Terrain-Adaptive Exoskeleton Control With Predictive Gait Mode Recognition: A Pilot Study During Level Walking and Stair Ascent

Abstract

Different gait modes and transitions correspond to different lower-limb kinetic and kinematic characteristics. To provide suitable assistance during multimodal locomotion on various terrains, finite state machine-based exoskeleton controls are widely adopted, but smooth and safe transitions between different gait modes are still challenging due to the gait mode recognition delay. In view of this, a novel terrain-adaptive, phase-based exoskeleton control is proposed in this study, which features predictive gait mode recognition and accurate gait phase estimation during gait mode transitions.
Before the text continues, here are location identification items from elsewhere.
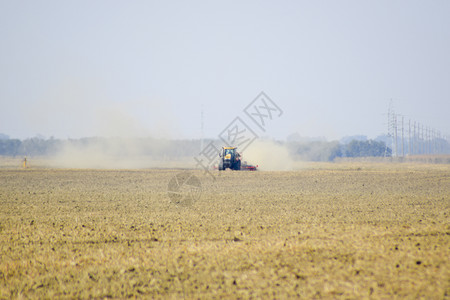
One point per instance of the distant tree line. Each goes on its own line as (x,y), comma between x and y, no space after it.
(159,148)
(328,151)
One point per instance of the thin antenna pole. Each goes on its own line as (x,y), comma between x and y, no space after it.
(403,140)
(409,137)
(201,128)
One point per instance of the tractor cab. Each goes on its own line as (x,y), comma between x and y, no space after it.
(229,159)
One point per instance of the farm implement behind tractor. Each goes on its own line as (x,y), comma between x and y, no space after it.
(231,159)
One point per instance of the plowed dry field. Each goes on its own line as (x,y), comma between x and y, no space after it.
(327,231)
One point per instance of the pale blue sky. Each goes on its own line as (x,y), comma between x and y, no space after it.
(85,68)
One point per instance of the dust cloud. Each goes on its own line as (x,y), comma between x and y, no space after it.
(119,153)
(269,156)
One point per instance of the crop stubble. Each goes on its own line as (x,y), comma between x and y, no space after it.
(341,230)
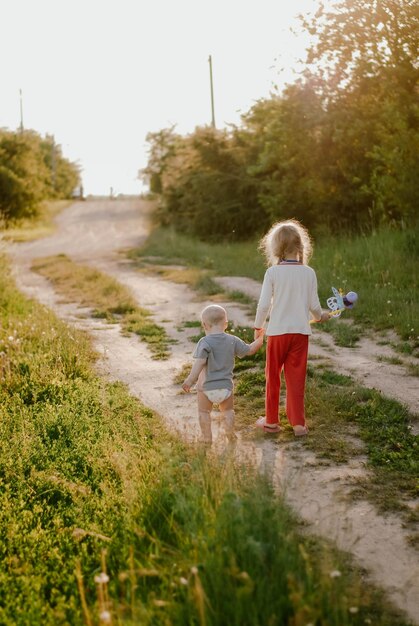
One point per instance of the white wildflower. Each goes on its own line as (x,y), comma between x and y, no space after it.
(102,578)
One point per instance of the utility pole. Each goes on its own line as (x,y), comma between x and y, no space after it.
(212,93)
(21,110)
(53,163)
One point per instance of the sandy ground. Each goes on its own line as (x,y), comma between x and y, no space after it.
(93,232)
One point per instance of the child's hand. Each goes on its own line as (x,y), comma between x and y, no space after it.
(186,386)
(258,332)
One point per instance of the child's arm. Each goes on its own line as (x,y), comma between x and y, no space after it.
(197,368)
(257,343)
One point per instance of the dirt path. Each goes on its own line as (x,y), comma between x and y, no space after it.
(93,232)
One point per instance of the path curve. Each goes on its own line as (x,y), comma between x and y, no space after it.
(93,232)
Experiments in real-world terrains indicated that gait mode transitions can be reliably recognized at least 0.232 ± 0.040 gait cycle prior to the beginning of the transitional gait cycle with high accuracy (above 98.5%), enabling the exoskeleton control to predictively modulate the exoskeleton assistance and ensure the user’s safety during gait mode transitions. In addition, a pilot study during level ground walking and stair ascent was also performed in a biomechanical testing environment, and peak hip extension and flexion torques were utilized as performance criteria. Experimental results showed that the exoskeleton assistance significantly reduced the requirements for peak hip extension and flexion torques during both steady-state walking and gait mode transitions, making multimodal locomotion on various terrains less challenging for individuals with physical limitations.